As visually evident, most methods perform reasonably well under simple and moderately complex scenes. However, our method delivers superior boundary precision and mask quality, producing tighter adherence to object contours. In more challenging scenes with strong reflections and intricate shoreline structures, our approach remains highly robust and accurately distinguishes between navigable and non-navigable regions. In contrast, other methods tend to exhibit segmentation gaps or boundary misclassification.

5. Conclusions

This paper presents a unified semantic segmentation framework for Unmanned Surface Vehicles (USVs) navigating in complex aquatic environments. To address key challenges such as segmentation inaccuracy, boundary ambiguity, and lack of physical consistency, we integrate a vision-language model with a physically constrained refinement strategy. A core contribution of this work is the design of a structured Describe Token mechanism, which leverages prompt-guided reasoning to infer scene semantics—such as shoreline distance, landform complexity, and water surface texture—without requiring large-scale annotations. Experimental results demonstrate high accuracy in Describe Token classification across diverse water scenarios, confirming the model’s capability for semantic scene understanding.

In addition, a boundary-aware correction module is introduced to refine segmentation results using sky-water and land-water constraints, enhancing geometric plausibility. Extensive evaluations show that the proposed framework significantly outperforms state-of-the-art methods, achieving up to 96.30% mIoU in near-shore complex scenes. Ablation studies further confirm the effectiveness and complementary nature of the key modules.

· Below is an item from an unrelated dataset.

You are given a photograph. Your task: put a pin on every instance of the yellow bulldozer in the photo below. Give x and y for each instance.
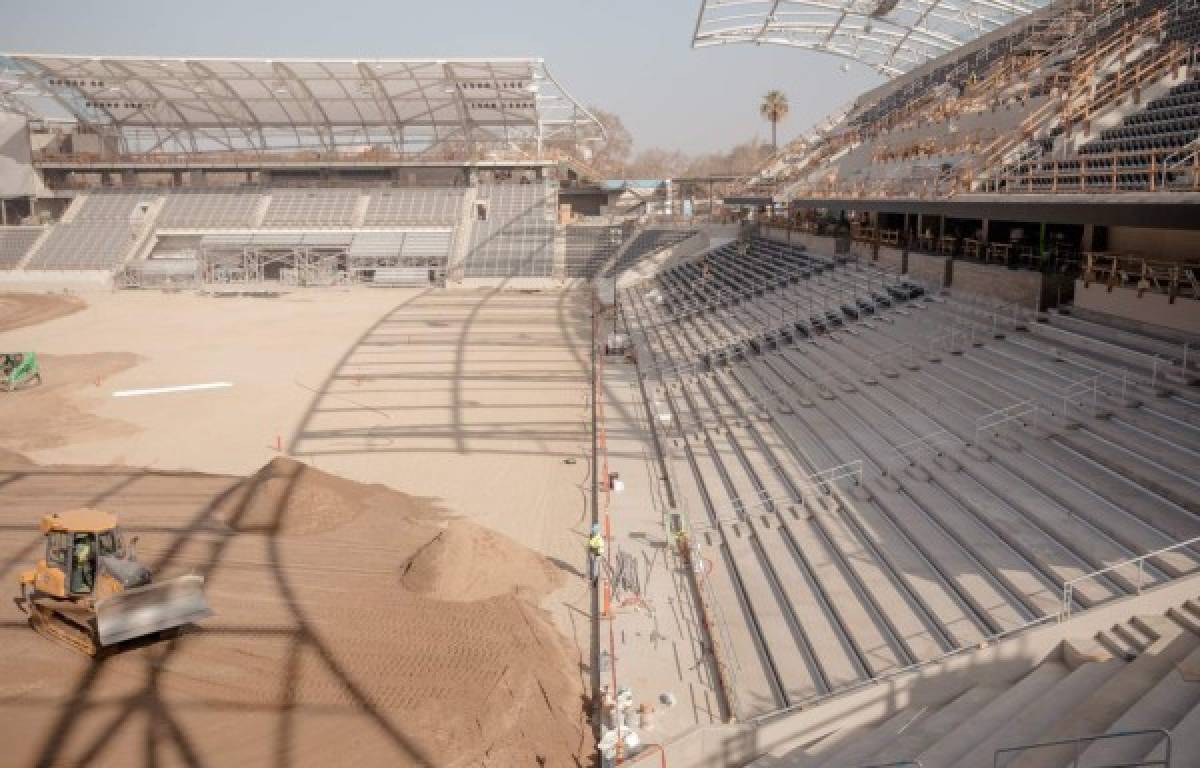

We note that the proposed method may exhibit reduced performance in highly challenging scenarios, such as under complex illumination, very close proximity to irregular shorelines, severe reflections, large waves, camera tilt, or nighttime conditions—where even human observers struggle to delineate clear boundaries. Addressing these limitations will be part of our future work, through the exploration of temporal modeling, multi-sensor fusion, uncertainty-aware reasoning, and robust adaptation to embedded hardware platforms.

Overall, our approach offers a robust, interpretable, and extensible solution for maritime segmentation tasks, with promising potential for real-world USV navigation and monitoring applications.